1. Encourage clients to be aware and controlled breathing (diaphragmatic breath and breathing lips) during increased activity and time of emotional and physical stress.
  • Breath lips: the client should breathe in through your nose and then exhale slowly through the mouth slightly open.
  • Breath diaphragm: nurse lay hands on the abdomen below the ribs basis and remain in place while the client to breathe air. For inhalation, the client should relax your shoulders, inhale through the nose, stomach and push against the hand of a nurse, hold the breath for 1-2 seconds to keep the alveoli open, then exhale slowly through the mouth.
2. Motivate the client to keep the airway activities several times each hour.
3. Encourage an increase in the daily activities on the client gradually to prevent lung paralysis.
4. Monitor client's response to the activity:
Measure vital signs immediately after the activity (pulse and RR).
Rest client for 3 minutes and then re-measure the vital signs.
Reduce the intensity, frequency, or duration of activity if the breath frequency increases after excessive activity.
READ MORE - Ineffective Airway Clearance and Activity Intolerance - NCP for Atelectasis

Excess Fluid Volume, Activity Intolerance and Risk for Infection - NCP for Cushing's Syndrome


Nursing Care Plan for Cushing's Syndrome


Nursing Diagnosis : Excess Fluid Volume related to excessive secretion of cortisol due to sodium and fluid retention.

Goal: The client shows the volume of fluid balance.

Intervention:
1. Measure intake output.
2. Avoid excessive fluid intake when the patient's hypernatremia.
3. Measure vital signs (BP, pulse, RR) every 2 hours.
4. Measure weight.
5. Monitor ECG for abnormalities (electrolyte imbalance).
6. Collaboration lab results (electrolytes: Na, K, Cl).

Rationale :
1. Shows the status of the transfer fluid circulating volume and response to pain.
2. Provide some sense of control in the face of attempts restriction.
3. Increased blood pressure, increased pulse and respiratory rate decreases indicate excess fluid.
4. Changes in body weight showed impaired fluid balance.
5. Hypernatremia and hypokalemia showed indications of excess fluid.
6. Shows fluid retention and should be limited.


Nursing Diagnosis : Activity Intolerance related to muscle weakness and changes in protein metabolism.

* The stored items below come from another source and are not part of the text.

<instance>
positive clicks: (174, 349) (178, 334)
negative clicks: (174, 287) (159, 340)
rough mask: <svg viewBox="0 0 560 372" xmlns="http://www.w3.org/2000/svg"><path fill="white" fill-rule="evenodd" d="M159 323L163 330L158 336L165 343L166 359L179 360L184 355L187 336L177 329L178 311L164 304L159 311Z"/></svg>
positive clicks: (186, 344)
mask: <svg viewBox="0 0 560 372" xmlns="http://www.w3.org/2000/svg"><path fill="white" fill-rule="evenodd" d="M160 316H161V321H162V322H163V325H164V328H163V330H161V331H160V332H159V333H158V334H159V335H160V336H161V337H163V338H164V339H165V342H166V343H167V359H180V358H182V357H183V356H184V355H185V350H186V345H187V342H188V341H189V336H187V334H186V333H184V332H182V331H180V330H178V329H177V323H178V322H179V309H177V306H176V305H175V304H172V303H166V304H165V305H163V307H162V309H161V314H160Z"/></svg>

Goal: The client showed activity returned to normal after the act of nursing

Nursing Intervention :
1. Assess client's ability to perform activities.
2. Increase bed rest / sit.
3. Note the response to activities such as tachycardia, dyspnea, fatigue.
4. Increase active involvement of the patient in accordance with his ability.
5. Provide assistance activities as needed.
6. Provide appropriate entertainment activities such as watching TV and listening to radio.

Rationale :
1. Knowing the client's level of development activity.
2. Periods of rest are energy saving techniques.
3. Response showed an increase in O2, fatigue and weakness.
4. Adding a level of confidence and self-esteem of patients both in abundance according to the level of activity is tolerated.
5. Meet the needs of client activity.
6. Increase relaxation and energy savings, refocus and improve coping.


Nursing Diagnosis : Risk for Infection related to a decrease in immune response, inflammatory response.

Goal: Infection does not occur after the intervention.

Nursing Intervention :
1. Assess for signs of infection.
2. Measure vital signs every 8 hours.
3. Wash hands before and after nursing action.
4. Restrict visitors as indicated.
5. Place the client in isolation as indicated.
6. Antibiotics as indicated.

Rationale :
1. Presence of signs of infection (tumor, rubor, dolor, calor, functionalist laesa) is an indicator of infection.
2. Temperature increased an indicator of infection.
3. Prevent cross infection.
4. Reducing Exposure to other infectious pathogens.
5. Isolation techniques may be needed to prevent the spread / protect other patients from infection process.
6. Antibiotic therapy to reduce the risk of nosocomial infection.